Recommendations

SOGC/GOC Clinical Guideline #408, January 2021

It is recommended that hCG be tested in women of childbearing potential who present with abnormal uterine bleeding, bleeding > 6 weeks post-pregnancy, or evidence of metastatic disease to rapidly diagnose and manage gestational trophoblastic disease ( high, low).

Anatomopathological examination of any product of conception that appears abnormal at the time of curettage and aspiration should be performed to exclude GTD (strong, very low).

The initial assessment for post-molar GTNs should include a chest X-ray to detect any pulmonary metastasis as well as a pelvic ultrasound to assess the extent of the pelvic involvement (strong, moderate).

Initial workup for suspected CC, GTN after non-molar pregnancy, and/or post-molar GTN with lung metastases on chest X-ray should include pelvic ultrasound, chest and abdominal computed tomography (with hepatic arterial phase), and MRI imaging (strong, medium).

If a hydatidiform mole is suspected, women should be offered either vacuum evacuation or hysterectomy as an initial management strategy (strong, moderate).

After uterine evacuation, it is recommended to offer anti-D immunoglobulin to all Rh-negative women to prevent alloimmunization (strong, high).

Weekly monitoring with quantitative serum hCG should be initiated 2 weeks after evacuation of all molar pregnancies and continued until the level remains undetectable for 3 consecutive weeks. In case of CHM, it is recommended to continue monitoring monthly for 6 months. In case of PHM, it is recommended to measure hCG 1 month after the first result of undetectable level in order to confirm the resolution (strong, high).

Women are recommended to use a reliable method of contraception for the duration of follow-up after a molar pregnancy (strong, medium).
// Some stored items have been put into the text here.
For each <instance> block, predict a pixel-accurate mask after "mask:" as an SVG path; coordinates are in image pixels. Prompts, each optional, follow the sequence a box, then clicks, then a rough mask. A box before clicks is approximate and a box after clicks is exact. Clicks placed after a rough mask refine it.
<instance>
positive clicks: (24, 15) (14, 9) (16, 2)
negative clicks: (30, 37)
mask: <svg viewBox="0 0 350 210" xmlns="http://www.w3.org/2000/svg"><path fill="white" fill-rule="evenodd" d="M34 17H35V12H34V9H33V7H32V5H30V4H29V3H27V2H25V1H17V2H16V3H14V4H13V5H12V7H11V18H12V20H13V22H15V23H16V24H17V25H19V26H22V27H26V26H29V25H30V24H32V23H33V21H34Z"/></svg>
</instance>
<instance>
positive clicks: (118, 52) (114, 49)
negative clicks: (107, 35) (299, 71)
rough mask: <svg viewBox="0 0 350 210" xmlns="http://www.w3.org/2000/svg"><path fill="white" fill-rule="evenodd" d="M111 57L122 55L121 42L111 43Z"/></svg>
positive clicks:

In the event of a history of GTN or recurrent molar pregnancy, follow-up of a subsequent pregnancy should include early ultrasound, detailed examination of the placenta and pathological examination of any non-viable pregnancy (strong , high).

If GTN is diagnosed, prompt referral to a gynecological oncology specialist for staging, risk score, and treatment (strong, high) is recommended.

Women with low-risk GTN should receive monochemotherapy, although hysterectomy is an option for some patients (strong, high).

It is recommended that women with high-risk GTN receive combination chemotherapy at a center specializing in the management of this disease (strong, high).

There is a need for women with ultra-high-risk GTN with liver or brain metastases or with a score of ≥ 13, to receive, in a center specializing in the management of this disease, preferably in a reference center , low-dose induction chemotherapy with etoposide and cisplatin weekly for 1 to 3 weeks to prevent complications of uncontrolled bleeding, followed by combination chemotherapy (strong, high).

In the event of pregnancy during the follow-up of a GTD or a GTN, the woman should be referred to gynecological oncology and maternal-fetal medicine for evaluation and management (strong, very low ).

It is recommended to carry out the management of women with GTD in a specialized center and to record their data in a centralized register (regional and/or national), when possible (strong, high).

2021. Guideline No. 408: Management of Gestational Trophoblastic Diseases. Eiriksson L, Dean E, Sebastianelli A, Salvador S, Comeau R, Jang JH, Bouchard-Fortier G, Osborne R, Sauthier Ph. J Obstet Gynaecol Can;43(1):91-105.